Seine hohe innovative Kraft zieht das Unternehmen aus den Zugriffsmöglichkeiten auf das gesamte Forschungspotenzial des Henkel-Konzerns. Für zukunftsweisende Technologien stehen unter anderem die Produkte "Thomsit XXL Premium-Ausgleich", "Thomsit R 756 EasyExpress" oder die "Sicure"- und "Easy"-Klebstoffe (siehe separater Beitrag).
Der Eigenanspruch beinhaltet "eine hohe gesundheitsfreundliche und ökologische Qualität aller entwickelten Produkte". Die Thomsit Fußbodentechnik unterhält außerhalb Deutschlands 15 Produktionsstätten und vermarktet ihre Produkte in 25 Ländern.
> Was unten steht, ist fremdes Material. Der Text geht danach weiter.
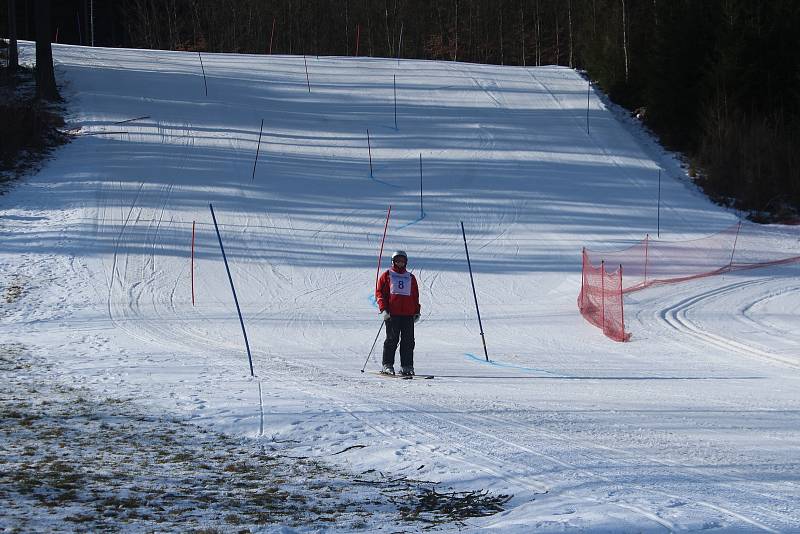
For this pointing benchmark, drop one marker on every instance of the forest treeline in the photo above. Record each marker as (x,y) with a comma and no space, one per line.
(718,80)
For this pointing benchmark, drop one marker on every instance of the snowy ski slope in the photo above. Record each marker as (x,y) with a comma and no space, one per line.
(693,425)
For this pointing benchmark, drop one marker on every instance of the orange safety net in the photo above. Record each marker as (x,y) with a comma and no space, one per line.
(650,262)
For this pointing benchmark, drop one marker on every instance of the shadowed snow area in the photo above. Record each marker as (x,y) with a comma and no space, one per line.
(692,425)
Ein zentraler Baustein ist der "Thomsit Schutzbrief". Dieses Instrument tritt bei Verlegefehlern in Kraft und kann den Profi außerdem bei der 5%-igen Gewährleistungsbürgschaft entlasten.
Als Orientierungsmerkmal für hohe Produkt- und handwerkliche Qualität gründete der Hersteller vor rund zehn Jahren mit der Bodenliga e.V. einen "Verein zur Förderung der Qualität in der Fußbodentechnik". Den aktuell über 3.000 Mitgliedern stellte Thomsit vor zwei Jahren eine Dienstleistungsagentur zur Seite, die Mitglieder auf Wunsch in allen Belangen des beruflichen Alltags unterstützt. Beispiele: Düsseldorfer Baurechts-Hotline, branchenspezifische Versicherungsangebote, Auto-Leasing, Jobbörse, Materialbörse, etc.
Bei der Akquisition von Aufträgen profitieren der Hersteller und seine Kunden zudem von einem digitalen "Objektverfolgungssystem". Das IT-Tool macht den Fortgang aller nationalen Bauprojekte (Sanierung/Neubau) von der Planung bis zur Fertigstellung für jedes Gewerk in jedem Stadium transparent. Mit diesem Gesamtkonzept stellt sich der Verlegewerkstoff-Spezialist heute als umfassender Lösungsanbieter für Baugesellschaften, Architekten sowie Handel und Objekteure dar.